Weekly Progress Report Thread: Enhanced Media Experience with AI-Powered Commercial Detection and Replacement

Aryan_Nanda · May 16, 2024, 3:45pm

This thread will contain my weekly progress report for the project Enhanced Media Experience with AI-Powered Commercial Detection and Replacement.

My Mentors for the project are @jkridner, @lorforlinux and @KumarAbhishek
My proposal link - Enhanced Media Experience with AI-Powered Commercial Detection and Replacement - Aryan Nanda — gsoc.beagleboard.io documentation

Aryan_Nanda · May 16, 2024, 8:58pm

Links to:-

Aryan_Nanda · May 18, 2024, 6:36am

Also, I have set up a Blog Website to document my progress, share my research, discuss the challenges I encounter and how I overcome them, and provide ‘how to’ guides. I’ll be posting biweekly blogs.

Aryan_Nanda · May 30, 2024, 3:59pm

Since the GSoC coding period started on May 27th, I am considering this a Pre-GSoC update. I’ve set up my blog website, completed the intro video presentation, and had it reviewed by my mentors. Additionally, I created code repositories on GitHub and GitLab. Due to my ongoing exams, I haven’t made much progress on the coding part. I will catch up on this after my exams conclude next week.

For the upcoming week, I plan to make and upload the intro video, start with commercial data acquisition, and set up my BeagleBone AI-64. Although I am unsure how much time I can dedicate in the upcoming week due to my exams, I will strive to accomplish as much as possible.

Aryan_Nanda · June 6, 2024, 3:33pm

Week0 updates:

Intro video done
Flashed the BeagleBone AI-64
Went through documentation of the YouTube 8M dataset.

Blockers:

Getting errors on running demo ml models present in BeagleBone AI-64

Upcoming week goals:

Getting the dataset ready.
Solving the error and running demo models.

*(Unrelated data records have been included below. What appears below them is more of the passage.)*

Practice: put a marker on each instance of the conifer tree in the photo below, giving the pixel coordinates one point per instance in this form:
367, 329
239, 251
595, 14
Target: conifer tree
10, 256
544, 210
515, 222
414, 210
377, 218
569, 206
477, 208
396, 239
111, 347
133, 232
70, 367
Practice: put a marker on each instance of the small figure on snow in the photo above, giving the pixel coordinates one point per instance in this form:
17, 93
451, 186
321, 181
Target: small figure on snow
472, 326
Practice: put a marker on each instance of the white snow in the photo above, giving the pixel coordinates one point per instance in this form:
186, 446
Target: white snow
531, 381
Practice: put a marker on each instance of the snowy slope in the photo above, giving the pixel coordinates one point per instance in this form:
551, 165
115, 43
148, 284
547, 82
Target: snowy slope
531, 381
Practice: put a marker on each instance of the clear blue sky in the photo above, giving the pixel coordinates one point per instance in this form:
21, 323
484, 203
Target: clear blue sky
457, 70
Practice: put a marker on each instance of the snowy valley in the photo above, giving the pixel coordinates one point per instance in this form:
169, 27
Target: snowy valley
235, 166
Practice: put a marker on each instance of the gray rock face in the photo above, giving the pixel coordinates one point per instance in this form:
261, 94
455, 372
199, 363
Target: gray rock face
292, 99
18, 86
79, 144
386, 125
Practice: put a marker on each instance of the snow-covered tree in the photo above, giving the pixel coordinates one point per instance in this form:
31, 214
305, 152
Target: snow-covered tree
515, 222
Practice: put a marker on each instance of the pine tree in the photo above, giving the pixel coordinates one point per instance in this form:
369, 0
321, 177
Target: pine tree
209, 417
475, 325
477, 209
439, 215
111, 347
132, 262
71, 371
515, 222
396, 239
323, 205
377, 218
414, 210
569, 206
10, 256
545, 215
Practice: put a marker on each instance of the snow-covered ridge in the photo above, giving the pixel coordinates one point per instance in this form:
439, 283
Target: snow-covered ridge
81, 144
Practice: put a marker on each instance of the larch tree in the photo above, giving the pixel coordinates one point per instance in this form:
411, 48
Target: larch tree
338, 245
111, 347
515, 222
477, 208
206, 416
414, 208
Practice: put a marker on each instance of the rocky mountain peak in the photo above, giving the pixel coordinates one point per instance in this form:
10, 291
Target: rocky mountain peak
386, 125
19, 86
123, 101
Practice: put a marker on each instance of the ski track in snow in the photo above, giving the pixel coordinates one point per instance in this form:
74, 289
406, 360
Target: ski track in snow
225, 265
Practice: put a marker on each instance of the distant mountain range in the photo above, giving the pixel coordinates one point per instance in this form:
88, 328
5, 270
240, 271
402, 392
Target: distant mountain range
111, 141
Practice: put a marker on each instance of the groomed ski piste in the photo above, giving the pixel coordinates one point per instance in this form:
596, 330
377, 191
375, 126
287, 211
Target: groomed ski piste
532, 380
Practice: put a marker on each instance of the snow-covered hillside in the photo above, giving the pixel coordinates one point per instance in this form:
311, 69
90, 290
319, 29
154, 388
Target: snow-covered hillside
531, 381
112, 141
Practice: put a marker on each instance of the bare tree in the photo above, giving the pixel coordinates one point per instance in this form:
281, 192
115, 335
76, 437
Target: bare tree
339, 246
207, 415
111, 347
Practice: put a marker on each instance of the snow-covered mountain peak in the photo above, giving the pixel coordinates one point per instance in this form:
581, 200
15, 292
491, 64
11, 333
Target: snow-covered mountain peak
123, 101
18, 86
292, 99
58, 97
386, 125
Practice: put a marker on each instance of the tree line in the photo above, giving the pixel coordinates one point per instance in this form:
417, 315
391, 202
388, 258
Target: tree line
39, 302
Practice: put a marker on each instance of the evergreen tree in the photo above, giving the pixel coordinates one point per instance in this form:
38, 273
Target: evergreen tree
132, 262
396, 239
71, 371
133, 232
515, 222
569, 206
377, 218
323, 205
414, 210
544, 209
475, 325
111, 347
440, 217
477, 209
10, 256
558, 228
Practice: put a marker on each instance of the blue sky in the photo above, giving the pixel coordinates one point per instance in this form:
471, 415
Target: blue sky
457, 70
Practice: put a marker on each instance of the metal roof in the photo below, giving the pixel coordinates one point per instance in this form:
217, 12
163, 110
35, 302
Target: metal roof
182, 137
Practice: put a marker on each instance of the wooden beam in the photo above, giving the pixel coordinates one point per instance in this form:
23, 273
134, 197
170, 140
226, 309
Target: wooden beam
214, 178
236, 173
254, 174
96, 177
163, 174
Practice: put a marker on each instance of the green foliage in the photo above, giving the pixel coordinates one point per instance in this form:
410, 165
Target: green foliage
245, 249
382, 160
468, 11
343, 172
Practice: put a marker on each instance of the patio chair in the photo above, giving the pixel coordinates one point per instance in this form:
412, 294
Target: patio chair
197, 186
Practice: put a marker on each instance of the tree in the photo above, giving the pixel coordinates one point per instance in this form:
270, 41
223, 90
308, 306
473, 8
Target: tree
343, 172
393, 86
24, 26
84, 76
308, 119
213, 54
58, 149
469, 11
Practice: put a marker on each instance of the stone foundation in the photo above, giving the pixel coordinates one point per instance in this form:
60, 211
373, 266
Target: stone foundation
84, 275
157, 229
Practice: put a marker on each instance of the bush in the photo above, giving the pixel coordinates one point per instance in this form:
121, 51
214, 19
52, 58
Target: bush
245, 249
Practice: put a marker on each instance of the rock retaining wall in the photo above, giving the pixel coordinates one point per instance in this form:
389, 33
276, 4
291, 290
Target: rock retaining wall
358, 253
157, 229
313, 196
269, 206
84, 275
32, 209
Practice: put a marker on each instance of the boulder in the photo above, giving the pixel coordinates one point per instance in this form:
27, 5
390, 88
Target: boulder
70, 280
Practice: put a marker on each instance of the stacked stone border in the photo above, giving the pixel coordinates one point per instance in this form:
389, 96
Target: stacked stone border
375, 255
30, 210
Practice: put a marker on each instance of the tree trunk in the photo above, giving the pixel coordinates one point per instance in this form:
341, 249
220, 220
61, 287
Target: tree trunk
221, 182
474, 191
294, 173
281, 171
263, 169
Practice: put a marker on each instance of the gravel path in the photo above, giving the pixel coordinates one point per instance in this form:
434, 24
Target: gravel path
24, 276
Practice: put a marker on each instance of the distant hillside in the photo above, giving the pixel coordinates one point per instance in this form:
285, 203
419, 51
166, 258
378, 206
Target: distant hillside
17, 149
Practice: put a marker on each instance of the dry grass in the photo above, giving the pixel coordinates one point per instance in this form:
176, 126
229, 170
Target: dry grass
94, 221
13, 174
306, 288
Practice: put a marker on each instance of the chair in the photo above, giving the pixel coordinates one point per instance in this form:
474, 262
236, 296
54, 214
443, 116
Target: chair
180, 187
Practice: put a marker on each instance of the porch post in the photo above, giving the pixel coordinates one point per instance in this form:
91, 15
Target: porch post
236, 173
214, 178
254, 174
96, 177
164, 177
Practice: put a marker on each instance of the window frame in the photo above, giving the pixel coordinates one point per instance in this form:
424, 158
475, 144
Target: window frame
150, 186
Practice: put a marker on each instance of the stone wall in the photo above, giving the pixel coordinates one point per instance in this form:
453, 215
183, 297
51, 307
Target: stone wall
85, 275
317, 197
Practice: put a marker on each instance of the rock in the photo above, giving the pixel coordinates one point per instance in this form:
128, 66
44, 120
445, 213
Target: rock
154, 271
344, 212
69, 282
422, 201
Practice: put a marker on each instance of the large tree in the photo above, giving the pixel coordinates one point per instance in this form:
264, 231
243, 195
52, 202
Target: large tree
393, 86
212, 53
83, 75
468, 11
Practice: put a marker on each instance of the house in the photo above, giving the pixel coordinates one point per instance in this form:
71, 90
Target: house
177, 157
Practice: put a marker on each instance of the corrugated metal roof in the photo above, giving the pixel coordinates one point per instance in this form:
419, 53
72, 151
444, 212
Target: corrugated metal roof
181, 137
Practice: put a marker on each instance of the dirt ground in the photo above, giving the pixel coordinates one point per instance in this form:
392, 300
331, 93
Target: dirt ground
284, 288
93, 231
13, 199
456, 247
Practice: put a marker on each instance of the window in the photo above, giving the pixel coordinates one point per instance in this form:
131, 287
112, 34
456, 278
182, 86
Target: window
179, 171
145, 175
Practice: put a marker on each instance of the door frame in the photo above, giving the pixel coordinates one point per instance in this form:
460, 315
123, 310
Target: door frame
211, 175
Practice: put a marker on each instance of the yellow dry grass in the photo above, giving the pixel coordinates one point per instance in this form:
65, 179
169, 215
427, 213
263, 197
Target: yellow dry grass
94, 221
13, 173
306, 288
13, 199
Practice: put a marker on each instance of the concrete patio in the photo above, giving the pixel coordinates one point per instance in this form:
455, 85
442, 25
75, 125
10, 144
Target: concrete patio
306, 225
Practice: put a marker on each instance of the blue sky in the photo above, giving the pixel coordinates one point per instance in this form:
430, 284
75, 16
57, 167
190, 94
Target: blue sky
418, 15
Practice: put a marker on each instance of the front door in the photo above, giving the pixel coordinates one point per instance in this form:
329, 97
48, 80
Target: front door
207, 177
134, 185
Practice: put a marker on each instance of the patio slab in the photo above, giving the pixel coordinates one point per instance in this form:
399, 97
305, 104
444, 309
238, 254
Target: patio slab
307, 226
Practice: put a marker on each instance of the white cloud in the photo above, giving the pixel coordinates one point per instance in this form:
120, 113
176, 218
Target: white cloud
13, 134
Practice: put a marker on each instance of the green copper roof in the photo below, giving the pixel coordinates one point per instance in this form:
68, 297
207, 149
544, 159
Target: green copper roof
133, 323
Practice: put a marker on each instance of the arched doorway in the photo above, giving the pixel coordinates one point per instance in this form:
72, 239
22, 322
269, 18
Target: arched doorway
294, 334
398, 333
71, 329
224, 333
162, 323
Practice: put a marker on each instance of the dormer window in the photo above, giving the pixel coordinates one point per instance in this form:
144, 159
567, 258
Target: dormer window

Aryan_Nanda · June 13, 2024, 3:07pm

Week1 Updates:

Currently collecting datasets.
Extracted audio-visual features from approximately 1400 commercial videos in the YouTube 8m dataset.
Resolved last week’s issue. Will use a monitor instead of VNC Viewer to run demo ML models.

Blockers:

Downloading the dataset is time-consuming due to its size (1.50TB). Downloading 1/10th of the dataset at a time to manage.

Next Week Goals:

Complete dataset collection (both Commercial and Non-Commercial).
Begin preparing the model pipeline.

Aryan_Nanda · June 13, 2024, 3:10pm

Links to commit:

Aryan_Nanda · June 17, 2024, 5:00pm

Minutes of Meeting(17-06-2024)

Attendees:

Key Points:

I gave updates on Dataset Collection and Feature Extraction.
The necessary cables are currently out for delivery.
Alternative Dataset Collection Method: @lorforlinux suggested an alternative method for dataset collection using a SetUp box, in case the YouTube 8M dataset provides insufficient accuracy for real-time media processing.
He also proposed a video pipeline:
- Input from SetUp box to laptop via HDMI-USB cable.
- Processing on BeagleBone AI-64.
- Display output on the laptop using HDMI-mini-DP cable.
Model Training: He recommended using Google Colab for model training so that all mentors could get involved
Discussion on Google Colab’s paid services:
- I need to create a Google Colab notebook and share it with @lorforlinux.
- He will check if he can use his Google Colab paid services on that notebook and make it available for all.
- If not, I will purchase the paid services myself and be reimbursed.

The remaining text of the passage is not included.